Two Weeks Is Guidance, Not a Rule, County Says

Senior Planner Valentyn Panchenko took up the notice question. He confirmed from the application file that notices went out July 22 and the meeting followed on July 25. However, county code sets no time frame for neighborhood meeting notices, he said. Advance-notice rules of that kind apply to public hearings, not citizen meetings. Still, staff usually advises applicants to give two weeks’ notice, based on commission recommendations.

In fact, that hearing rule caused this delay. According to a staff memo, the school’s notice ran June 4 in the Casa Grande Dispatch. That left 14 calendar days before the hearing instead of the required 15. Otherwise, the case was ready to be heard. Panchenko said staff had finished its report a week earlier, and the advertisement was the only reason to continue.

Deputy County Attorney Daron Garey backed Panchenko’s reading. He noted the commission may still weigh whether the timing gave neighbors effective notice. Additionally, the code lets the commission require another citizen meeting when much time has passed or plans have changed substantially. Any new meeting would push the case to August or September, though, because applicants must file a citizen-input report 30 days before a hearing.

Panchenko added that staff verified the 2025 mailing against the required 1,200-foot notification area. That radius comes straight from the code, which also says a person’s failure to receive notice cannot by itself block county action.

Even so, several commissioners pressed the timing question. Schnepf asked whether letters mailed July 22 could realistically reach every mailbox by July 25. Similarly, Vice Chair Karen Mooney, who lives near the property, said mail in the area can take a week to arrive.

Kemper had addressed the meeting question in her opening remarks. Her family hosted the required session in good faith, she said, but the experience “was not one of constructive dialogue.” Relatives and staff at the session witnessed comments “that made us feel intimidated and unsafe.” As a result, she said, the family has genuine concerns about joining another unsupervised face-to-face meeting. “But that said,” Kemper continued, “we are willing to answer additional questions, provide written responses, or participate in a different process facilitated by county staff if the commission believes that further public outreach would be beneficial.”

Two 5-4 Votes Settle the Meeting Question

Mooney moved to continue the case to August 20 with a required new neighborhood meeting. Her motion recommended a 14-day gap between the mailed notices and that meeting. Schnepf seconded it, saying the 2025 window “wasn’t fair or enough for the community.”

Chairman Klob voiced support too. He said the number of students “takes it outside of that kind of normal realm” of home schooling. Still, Mooney’s motion failed, with four votes in favor and five against.

Commissioner Bryan Hartman had explained his opposition during discussion. He argued a contentious dispute belongs before the commission, where a public body can manage it better than a private gathering. Similarly, Commissioner Gary Pranzo asked Kemper whether a second meeting would accomplish anything. She said she personally did not think so, and Pranzo agreed.

A second motion then proposed continuing the case without any meeting requirement. During discussion, members noted that only the newspaper notice needed fixing in that scenario. Therefore, the maker amended the date from August 20 to July 16, and the revised motion passed 5-4.

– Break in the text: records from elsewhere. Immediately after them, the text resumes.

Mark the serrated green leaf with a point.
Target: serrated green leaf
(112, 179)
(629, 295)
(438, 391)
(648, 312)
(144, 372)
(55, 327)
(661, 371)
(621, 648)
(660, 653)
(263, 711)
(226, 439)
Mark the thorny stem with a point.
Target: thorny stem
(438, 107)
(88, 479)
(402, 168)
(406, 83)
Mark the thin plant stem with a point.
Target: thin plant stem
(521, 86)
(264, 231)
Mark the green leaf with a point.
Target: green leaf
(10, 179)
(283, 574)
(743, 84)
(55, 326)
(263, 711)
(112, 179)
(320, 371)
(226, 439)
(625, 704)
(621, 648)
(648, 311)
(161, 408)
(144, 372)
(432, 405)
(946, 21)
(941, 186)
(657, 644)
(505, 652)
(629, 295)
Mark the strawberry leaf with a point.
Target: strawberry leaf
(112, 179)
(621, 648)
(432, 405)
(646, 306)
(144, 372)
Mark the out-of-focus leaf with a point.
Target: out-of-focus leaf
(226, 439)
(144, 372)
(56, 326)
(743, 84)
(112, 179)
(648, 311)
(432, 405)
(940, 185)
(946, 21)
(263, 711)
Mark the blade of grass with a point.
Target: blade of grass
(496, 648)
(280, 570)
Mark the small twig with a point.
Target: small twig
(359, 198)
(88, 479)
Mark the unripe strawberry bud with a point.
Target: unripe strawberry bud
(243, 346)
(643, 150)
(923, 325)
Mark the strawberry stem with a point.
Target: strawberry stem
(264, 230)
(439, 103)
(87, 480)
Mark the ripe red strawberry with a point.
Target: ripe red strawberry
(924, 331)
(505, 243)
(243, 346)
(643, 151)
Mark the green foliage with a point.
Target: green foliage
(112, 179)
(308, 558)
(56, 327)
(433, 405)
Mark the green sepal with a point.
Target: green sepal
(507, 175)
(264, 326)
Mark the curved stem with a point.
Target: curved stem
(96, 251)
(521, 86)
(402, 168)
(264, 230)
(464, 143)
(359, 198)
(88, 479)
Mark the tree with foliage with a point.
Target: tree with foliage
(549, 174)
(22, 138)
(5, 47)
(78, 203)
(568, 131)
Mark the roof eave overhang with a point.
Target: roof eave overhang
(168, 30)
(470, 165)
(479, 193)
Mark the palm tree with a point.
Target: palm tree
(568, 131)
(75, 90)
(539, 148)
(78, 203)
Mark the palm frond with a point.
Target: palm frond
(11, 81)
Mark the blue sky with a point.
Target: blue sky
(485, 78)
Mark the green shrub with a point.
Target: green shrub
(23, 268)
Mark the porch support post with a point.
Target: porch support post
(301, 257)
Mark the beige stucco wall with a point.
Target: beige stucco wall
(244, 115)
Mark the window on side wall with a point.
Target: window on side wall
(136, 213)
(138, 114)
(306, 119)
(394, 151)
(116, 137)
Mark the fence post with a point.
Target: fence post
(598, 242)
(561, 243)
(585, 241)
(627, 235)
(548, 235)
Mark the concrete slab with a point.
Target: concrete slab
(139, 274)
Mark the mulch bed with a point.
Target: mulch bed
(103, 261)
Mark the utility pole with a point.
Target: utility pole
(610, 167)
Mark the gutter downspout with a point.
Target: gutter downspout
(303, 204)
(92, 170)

Residents Get Another Say on July 16

Under county code, commissioners can weigh factors including traffic conditions, compatibility with neighboring uses, and off-site impacts such as noise and lights. Public input is a factor in its own right: opposition can support denial, and support counts in the applicant’s favor. The county can also attach conditions covering hours, parking, drop-off access, screening, and noise control — and revoke a permit that violates them.

The public portion of the hearing remains open, so neighbors and supporters of the San Tan Valley microschool can return to speak before any vote. Even that vote is only a recommendation; the Board of Supervisors makes the final call.